Purchasing costumes just didn't happen. Why buy clothes you will only wear once? Are you going to wear it to school again? Then the answer from my parents was a resounding, "No!" (In Spanish.) The only time I remember having a costume was when we borrowed it from on of our neighbors. When the idea was originally proposed I was too embarrassed to accept, so I wasn't told. I didn't want to be the laughing stock at school for borrowing someone else's costume.
My mother secretly arranged with a neighbor to borrow her sons costume when he was done trick or treating. So naturally he held resentment towards me when his mother pressured him to hurry back. He was sure to make his frustrations evident to me at school in front of everyone. Most of the houses I went to told me I had been there already and turned me away. That was real embarrassing. At school as was labeled as the poor leech kid because of it. We weren't poor. My parents were just VERY careful with their money.
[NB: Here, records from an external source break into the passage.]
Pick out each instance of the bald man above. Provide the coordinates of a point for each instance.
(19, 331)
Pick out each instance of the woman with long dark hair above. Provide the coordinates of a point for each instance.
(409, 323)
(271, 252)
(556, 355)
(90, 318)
My worst costume experience EVER though has to be the year my parents considered me old enough to make my own.
Again, it was the day of and I'm scrambling for something, anything that could pass as a costume. I ask if we could go to a thrift shop and buy a cheap Halloween make up kit so I could be a bum. They said it was a waste of money and instead tossed some of my mothers old makeup my way.
This was stuff she didn't use and had kept for years. Keep in mind this took place in the 80's so this stuff is most likely from the 70's. You can imagine the color and consistency. I start working with what I had, mixing the flashy disco colors trying to get brown or black. No luck.
I'm staring at my face in the bathroom mirror with corroded, yet still somehow glittery, makeup plastered all over it. I mess up my hair but I know I still look like a moron. Bum wasn't going to work. I smeared it all of my face, turned my shirt inside out and walked out of the restroom. My mother saw me and said that was too scary. I looked "evil" so she painted a heart on my cheek with garishly purple glitter lipstick. I walked out there looking like a fuckin' clown face painting disaster.
I know I didn't pull off the bum look because when I went trick or treating, they didn't offer me food. They just stared at me. A little amused, perhaps a little scared. Unluckily enough for me, I was spotted by one of my schoolmates. He chuckled and called me over. I explained the situation and he began guiding me on. He was hanging out with me and that made me feel better.
Little did I know he was dragging me along to show off to the other school friends. Yep, he leads me right to the most popular girl in school. I stayed in the shadows but she still saw me. She smirked and said, "What, the hell, are you?"
I just turned and walked home.
I casually strolled in and wiped my face a little. Both my parents seemed annoyed that I was done already. I wasted all that "good" makeup for only 15 minutes of "fun" and I didn't even have much candy to show for it. "You better get back out there!" they said. I was not about to show my face but I resigned and asked if I could have a bed sheet to use as a "Ghost" costume.
My parents were quick to warn me that I was not allowed to ruin another perfectly good sheet so I dug up that old crusty one from a few years back that we kept for some God forsaken reason.
I had grown, so the sheet was no longer dragging on the floor. Instead it was about up to my knees so my jeans and dirty K-Mart shoes were clearly visible. Drooping my head in shame, I did my rounds and picked up the usual latecomers leftover neighborhood supply of black licorice and candy corn. I didn't even want to cry because I was afraid my makeup would run.
Enjoy your Halloween! More importantly, make sure the kids you know enjoy it!